Wikipedia allways had been hijacked... Jammer genoeg.. Wikipedia is (en blijft) desalnietemin een fantastische tool om snel een basisinformatie te krijgen over een bepaald onderwerp, maar het is en blijft het werk van velen die op het internet bezig zijn. Iedereen die dat wil kan zich aanmelden op Wikipedia, en dan beginnen met alle informatie die er op staat te veranderen.

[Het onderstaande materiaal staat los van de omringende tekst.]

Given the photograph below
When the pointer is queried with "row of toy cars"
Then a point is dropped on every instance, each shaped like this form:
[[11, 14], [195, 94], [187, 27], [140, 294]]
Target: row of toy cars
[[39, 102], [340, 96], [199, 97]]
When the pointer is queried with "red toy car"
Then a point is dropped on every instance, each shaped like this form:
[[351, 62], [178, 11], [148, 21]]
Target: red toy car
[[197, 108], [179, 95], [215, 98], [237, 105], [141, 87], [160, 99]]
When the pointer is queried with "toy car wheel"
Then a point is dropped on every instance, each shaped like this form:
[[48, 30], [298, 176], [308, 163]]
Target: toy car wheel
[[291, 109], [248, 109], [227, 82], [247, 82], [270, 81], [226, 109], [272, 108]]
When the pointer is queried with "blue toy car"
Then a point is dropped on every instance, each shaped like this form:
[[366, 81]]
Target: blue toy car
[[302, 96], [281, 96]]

Het is ook daarom dat je bij heel wat informatie-items het bericht krijgt dat \'the content is disputed\'. Het open-encyclopedie-systeem van Wikipedia is tegelijkertijd z\'n sterkte maar ook z\'n zwakte...
Google heeft dan weer een andere zwakke plek: Het algoritme van Google telt het aantal keer dat een bepaalde zoekterm op het net verschijnt. Het is dus erg goed mogelijk om bij Google bvb. de Israëlische kant een boost te geven door een georchestreerd over-en-weer geblog over die Israëlische kant.
Met andere woorden; je kan met extra geblog over de Israëlische kant, de Palestijnse kant doen verdrinken in de overvloed van pro-Israël informatie.
Het is dus duidelijk: op het internet geldt alleen de wet van de sterkste.... Jammer genoeg....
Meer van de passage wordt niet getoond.